When the carriage arrived at the asylum, the gentlemen inside were in such a rage that the superintendent ordered them put into separate cells at once, and, if necessary, in straitjackets. Luckily for them, the chaplain of the asylum knew them, and they were let go about their business. However, they at least were convinced that Don Bosco was saner than some people thought him, and did not wish to be the agents of any more forced cures for him.

Don Bosco's trials now took another form. The police of Turin began to take note of his boys and to suspect in them potential socialists. Indeed, the very existence of the work was threatened, when King Charles Albert, then King of Sardinia, took personal action in behalf of "Don Bosco's young rogues," as he put it, and even sent sixty dollars to help the work along. With that the worst storms were over. Don Bosco organized his Oratorium of St. Francis of Sales, as he called his meeting place, for he had a special devotion to St. Francis. He chose the name "Oratorium" because the earliest meetings were in the chapel in which he met that first, pitifully ignorant street boy.
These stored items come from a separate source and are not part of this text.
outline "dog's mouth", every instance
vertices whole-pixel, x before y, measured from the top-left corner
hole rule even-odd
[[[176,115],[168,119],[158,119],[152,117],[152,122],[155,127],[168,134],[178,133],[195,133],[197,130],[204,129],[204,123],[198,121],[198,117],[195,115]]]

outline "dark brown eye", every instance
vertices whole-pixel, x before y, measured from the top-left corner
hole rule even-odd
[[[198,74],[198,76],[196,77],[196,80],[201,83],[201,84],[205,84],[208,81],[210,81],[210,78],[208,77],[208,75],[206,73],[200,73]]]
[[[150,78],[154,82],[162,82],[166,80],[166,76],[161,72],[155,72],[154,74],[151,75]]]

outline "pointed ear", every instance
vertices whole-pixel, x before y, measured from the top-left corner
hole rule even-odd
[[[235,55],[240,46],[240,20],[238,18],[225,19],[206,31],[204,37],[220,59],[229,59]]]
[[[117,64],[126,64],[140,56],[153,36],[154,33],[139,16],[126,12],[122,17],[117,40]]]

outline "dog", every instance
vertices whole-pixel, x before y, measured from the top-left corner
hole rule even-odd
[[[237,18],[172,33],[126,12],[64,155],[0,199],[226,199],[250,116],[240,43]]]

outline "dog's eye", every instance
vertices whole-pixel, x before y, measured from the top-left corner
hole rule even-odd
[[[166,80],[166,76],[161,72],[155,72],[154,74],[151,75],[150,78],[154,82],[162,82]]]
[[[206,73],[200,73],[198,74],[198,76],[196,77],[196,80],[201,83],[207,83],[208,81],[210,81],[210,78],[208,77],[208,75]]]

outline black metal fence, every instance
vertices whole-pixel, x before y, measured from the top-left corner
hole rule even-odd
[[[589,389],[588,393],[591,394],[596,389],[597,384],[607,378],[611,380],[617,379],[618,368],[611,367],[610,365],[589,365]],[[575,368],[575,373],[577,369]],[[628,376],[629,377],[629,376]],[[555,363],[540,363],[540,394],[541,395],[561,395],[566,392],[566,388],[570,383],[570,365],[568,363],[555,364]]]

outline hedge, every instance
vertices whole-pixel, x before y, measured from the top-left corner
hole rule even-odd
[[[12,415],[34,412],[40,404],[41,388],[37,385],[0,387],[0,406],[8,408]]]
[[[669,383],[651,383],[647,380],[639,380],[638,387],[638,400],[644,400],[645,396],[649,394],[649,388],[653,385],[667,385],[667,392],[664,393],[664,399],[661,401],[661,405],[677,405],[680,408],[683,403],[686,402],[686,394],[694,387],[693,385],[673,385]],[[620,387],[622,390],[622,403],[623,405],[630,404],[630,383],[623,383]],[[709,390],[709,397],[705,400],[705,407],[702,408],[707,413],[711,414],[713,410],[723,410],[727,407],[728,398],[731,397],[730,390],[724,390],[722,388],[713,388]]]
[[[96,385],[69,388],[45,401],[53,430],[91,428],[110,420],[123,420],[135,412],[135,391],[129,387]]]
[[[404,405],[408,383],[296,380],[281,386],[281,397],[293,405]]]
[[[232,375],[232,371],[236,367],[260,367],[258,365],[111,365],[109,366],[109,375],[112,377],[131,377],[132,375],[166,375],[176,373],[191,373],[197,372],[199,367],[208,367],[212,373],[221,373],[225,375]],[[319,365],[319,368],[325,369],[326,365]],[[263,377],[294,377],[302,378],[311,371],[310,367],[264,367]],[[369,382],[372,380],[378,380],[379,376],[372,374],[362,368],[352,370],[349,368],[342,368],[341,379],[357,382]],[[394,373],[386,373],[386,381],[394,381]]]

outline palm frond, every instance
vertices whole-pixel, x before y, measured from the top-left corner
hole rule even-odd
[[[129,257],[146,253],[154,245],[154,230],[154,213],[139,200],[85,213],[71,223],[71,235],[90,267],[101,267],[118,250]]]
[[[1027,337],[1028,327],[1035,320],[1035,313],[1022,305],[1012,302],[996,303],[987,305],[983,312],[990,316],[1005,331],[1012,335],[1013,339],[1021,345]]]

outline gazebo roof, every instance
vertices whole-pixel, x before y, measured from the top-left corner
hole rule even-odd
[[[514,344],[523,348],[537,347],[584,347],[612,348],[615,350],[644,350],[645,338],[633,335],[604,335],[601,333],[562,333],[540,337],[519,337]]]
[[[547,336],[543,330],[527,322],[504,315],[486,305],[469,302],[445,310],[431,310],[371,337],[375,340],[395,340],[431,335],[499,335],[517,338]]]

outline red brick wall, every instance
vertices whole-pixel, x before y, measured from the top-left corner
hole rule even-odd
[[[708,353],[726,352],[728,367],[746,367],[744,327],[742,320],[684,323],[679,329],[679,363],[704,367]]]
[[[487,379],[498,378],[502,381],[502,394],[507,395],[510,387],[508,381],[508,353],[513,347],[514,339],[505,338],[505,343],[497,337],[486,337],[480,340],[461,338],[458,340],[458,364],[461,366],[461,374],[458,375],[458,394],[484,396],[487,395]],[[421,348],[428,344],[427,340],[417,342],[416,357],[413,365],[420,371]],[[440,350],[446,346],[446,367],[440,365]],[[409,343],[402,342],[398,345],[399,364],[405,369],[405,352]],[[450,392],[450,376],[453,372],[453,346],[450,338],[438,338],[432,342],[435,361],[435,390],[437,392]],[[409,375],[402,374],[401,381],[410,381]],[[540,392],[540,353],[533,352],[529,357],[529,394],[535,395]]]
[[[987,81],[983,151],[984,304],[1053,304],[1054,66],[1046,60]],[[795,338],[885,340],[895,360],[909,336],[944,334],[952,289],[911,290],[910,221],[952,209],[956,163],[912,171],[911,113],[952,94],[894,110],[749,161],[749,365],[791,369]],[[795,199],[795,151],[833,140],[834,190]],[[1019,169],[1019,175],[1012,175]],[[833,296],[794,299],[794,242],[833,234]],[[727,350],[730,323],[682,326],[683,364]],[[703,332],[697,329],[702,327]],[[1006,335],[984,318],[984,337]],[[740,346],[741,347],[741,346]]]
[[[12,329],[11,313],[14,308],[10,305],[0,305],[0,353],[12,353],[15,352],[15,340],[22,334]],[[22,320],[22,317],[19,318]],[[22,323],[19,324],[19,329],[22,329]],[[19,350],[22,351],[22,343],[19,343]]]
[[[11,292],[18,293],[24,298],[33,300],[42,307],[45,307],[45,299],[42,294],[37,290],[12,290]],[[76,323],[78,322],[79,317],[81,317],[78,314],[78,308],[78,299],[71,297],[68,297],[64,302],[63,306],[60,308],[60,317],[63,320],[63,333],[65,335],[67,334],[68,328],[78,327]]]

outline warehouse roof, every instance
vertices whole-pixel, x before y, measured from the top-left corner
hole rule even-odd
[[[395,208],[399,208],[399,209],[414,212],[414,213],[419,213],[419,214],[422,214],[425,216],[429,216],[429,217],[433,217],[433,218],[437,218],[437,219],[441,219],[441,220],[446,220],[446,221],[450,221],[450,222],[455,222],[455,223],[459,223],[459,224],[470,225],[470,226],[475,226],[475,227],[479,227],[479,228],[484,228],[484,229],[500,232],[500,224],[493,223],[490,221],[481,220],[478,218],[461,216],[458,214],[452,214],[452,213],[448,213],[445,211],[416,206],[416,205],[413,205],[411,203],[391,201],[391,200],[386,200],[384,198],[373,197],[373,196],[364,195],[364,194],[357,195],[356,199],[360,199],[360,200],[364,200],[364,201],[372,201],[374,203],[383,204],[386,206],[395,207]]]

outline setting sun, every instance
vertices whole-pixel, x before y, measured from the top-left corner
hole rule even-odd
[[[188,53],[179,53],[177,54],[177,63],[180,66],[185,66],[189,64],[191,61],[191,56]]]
In the spring of 1846, however, he was homeless once more—put out again for the sake of his boys. Thereupon he leased a piece of enclosed land outside of the city. Here, in the open air, under the free sky, the Sunday meetings were again held undisturbed. Early in the morning Don Bosco was there, seated on a grassy mound and hearing confessions. Some of the boys were kneeling near by, waiting their turn, others were saying their prayers, and still others, farther away, were quietly playing. At nine o'clock Don Bosco called his boys together. He had no bell, so one of the boys beat on an ancient drum as a signal. Then he separated them into little divisions, and sent each division into a particular church to hear Mass. Later they returned, and there was Sunday-school, games, and singing.